White House delays agency changes to environmental law procedures under Trump rule by two years
Government departments will get two extra years to update their procedures to accommodate Trump-era changes that weakened the implementation of a bedrock environmental law.
The White House Council on Environmental Quality on Monday announced an interim final rule giving departments two extra years to propose updates to their procedures under the National Environmental Policy Act (NEPA).
They were originally required to propose changes to how they would carry out the Trump-era NEPA rollback by September but will now be able to wait until September 2023.
Meanwhile, the environment council is reviewing and expected to make changes to the 2020 Trump rule.
It said in a statement that the deadline will make sure agencies “avoid expending their limited resources developing procedures to conform with regulations that may soon be updated,” meaning that the Biden administration could make changes to the rule by the time agencies have to update their procedures under the Trump rule.

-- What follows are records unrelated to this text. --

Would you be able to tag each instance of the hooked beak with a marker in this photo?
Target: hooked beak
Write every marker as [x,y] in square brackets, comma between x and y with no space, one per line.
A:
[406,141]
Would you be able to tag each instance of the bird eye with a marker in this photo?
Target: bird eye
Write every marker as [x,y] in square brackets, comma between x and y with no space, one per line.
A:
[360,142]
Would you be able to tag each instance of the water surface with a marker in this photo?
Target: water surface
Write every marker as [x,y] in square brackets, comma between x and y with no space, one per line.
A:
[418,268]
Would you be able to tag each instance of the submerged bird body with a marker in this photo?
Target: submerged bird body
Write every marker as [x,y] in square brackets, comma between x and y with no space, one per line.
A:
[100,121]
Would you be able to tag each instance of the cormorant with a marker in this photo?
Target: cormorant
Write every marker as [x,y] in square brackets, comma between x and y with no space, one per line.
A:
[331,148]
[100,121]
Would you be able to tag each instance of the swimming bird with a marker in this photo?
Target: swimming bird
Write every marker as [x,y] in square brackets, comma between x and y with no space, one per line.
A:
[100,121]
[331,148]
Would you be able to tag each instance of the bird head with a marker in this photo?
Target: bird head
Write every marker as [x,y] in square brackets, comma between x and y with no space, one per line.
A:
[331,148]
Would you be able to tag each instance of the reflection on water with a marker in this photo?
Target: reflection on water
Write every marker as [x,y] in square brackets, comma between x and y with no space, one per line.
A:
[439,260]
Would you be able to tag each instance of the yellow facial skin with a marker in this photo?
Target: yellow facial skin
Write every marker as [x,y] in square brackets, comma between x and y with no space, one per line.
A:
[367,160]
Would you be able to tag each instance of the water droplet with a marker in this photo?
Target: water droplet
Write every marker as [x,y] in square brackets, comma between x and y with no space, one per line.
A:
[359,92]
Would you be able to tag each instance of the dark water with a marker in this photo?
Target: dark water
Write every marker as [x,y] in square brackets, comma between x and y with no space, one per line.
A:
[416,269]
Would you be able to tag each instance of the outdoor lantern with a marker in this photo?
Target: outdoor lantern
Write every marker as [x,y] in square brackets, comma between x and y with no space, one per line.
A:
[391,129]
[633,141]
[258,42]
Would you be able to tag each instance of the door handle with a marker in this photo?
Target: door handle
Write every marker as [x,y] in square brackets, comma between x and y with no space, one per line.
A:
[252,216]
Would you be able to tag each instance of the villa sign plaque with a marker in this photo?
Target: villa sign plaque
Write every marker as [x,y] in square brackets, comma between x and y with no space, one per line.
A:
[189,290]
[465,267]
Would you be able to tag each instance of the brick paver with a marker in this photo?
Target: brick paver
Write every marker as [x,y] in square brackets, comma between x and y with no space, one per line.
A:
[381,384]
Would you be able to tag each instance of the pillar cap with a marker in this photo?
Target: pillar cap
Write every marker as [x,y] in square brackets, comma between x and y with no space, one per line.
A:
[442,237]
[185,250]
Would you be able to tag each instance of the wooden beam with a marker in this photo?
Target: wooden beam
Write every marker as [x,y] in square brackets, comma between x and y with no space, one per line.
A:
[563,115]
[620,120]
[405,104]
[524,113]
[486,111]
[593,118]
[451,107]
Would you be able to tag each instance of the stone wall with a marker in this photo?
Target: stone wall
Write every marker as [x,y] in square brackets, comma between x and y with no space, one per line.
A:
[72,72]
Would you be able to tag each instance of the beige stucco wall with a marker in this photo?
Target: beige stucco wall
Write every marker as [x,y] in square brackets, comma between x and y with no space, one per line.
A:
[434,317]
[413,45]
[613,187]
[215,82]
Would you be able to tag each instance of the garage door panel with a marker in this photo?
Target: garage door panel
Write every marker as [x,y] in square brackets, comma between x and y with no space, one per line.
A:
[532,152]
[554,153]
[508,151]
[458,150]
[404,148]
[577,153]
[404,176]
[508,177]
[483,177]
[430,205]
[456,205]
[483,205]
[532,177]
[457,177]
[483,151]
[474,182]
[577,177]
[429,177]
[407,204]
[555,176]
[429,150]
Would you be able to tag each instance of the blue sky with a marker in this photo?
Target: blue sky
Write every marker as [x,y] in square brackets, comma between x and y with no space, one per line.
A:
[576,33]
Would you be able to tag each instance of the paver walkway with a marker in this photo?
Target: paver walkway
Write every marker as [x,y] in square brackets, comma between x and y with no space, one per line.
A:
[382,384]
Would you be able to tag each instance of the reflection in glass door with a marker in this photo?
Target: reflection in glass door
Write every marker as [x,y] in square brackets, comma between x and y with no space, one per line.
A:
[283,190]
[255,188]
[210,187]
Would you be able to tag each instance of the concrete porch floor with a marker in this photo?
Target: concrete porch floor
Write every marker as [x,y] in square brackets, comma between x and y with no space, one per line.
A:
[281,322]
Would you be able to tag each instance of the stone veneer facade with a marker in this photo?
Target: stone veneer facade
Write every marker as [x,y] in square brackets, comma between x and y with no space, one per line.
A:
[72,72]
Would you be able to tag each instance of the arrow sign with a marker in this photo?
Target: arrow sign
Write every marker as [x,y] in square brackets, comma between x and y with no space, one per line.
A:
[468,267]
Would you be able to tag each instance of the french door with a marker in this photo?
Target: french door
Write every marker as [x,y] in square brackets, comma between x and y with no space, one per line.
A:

NEPA requires environmental reviews ahead of projects such as pipelines, highways, and drilling or other major actions on public lands.
Among the changes the Trump administration put in place were setting a goal to reduce the time that these reviews take from an average of 4 ½ years to about two years and allowing for more industry involvement in the process.
That rule gave government agencies until this September to propose new procedures “to implement the … regulations and eliminate any inconsistencies.”